In the 2000-2001 recession, the S&P 500 lost the following in each of quarter of 2001: -23.2%, -39.4%, -35.4%, -24.2%.
In the 1969 – 1970 downturn, the quarterly losses from Q4 1969 – Q4 1970 were: -7.5%, -10.3%, -7.5%, -11.7%, -14.5%. Not as bad that time.
I don’t have the data for the other recessions.
In any case, you two have to ask yourselves this: which stocks went up and earned more than CDs, without taking on any more risk, AT THE SAME TIME that the quarterly loss in the S&P500 was anywhere from 7.5 – 39.4%. That is a tall order. If you can pull that off, you can earn millions on Wall Street. Document your portfolio, and then show it to the traders when this is all over, so you can build your legacy. The odds are certainly against you.

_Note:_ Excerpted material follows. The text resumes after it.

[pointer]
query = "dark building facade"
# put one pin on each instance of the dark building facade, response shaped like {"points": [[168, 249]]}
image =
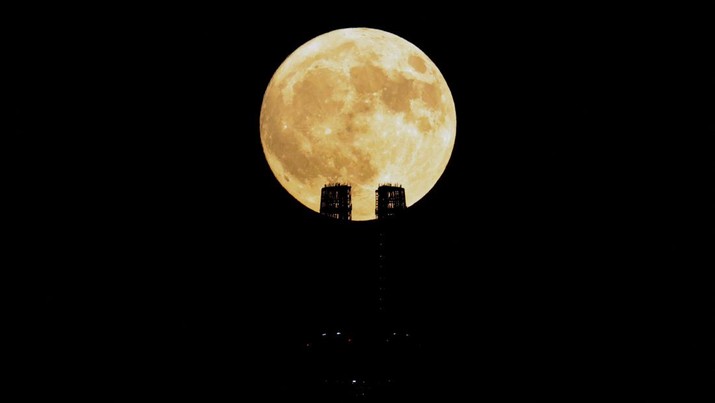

I researched this spring which stocks to buy during a recession. The problem is everything is so darn overvalued right now. Storage places and pawn shops are two of the best recession proof industries, but at 25 x earnings, no way am I interested.
If we had a 35% decline in 2001, which was a very mild recession (and the 1969-70 was just a downturn not a recession), a 50% drop is very likely.
Now the ball is in your court to show how any stock can rise more than the risk-free yield on CDs, at a time when housing starts are falling over 25% year over year, which has led to a recession every time except when we were engaged in an expensive war. In the history of our markets, has this ever happened? Not to my knowledge.
What sector is going up? Where can you earn more than risk-free 5.5%? Anywhere? I have been posting about this since February at least, and I nobody has given any answers, other than shorting which I won’t do. If someone has some ideas, I am all ears…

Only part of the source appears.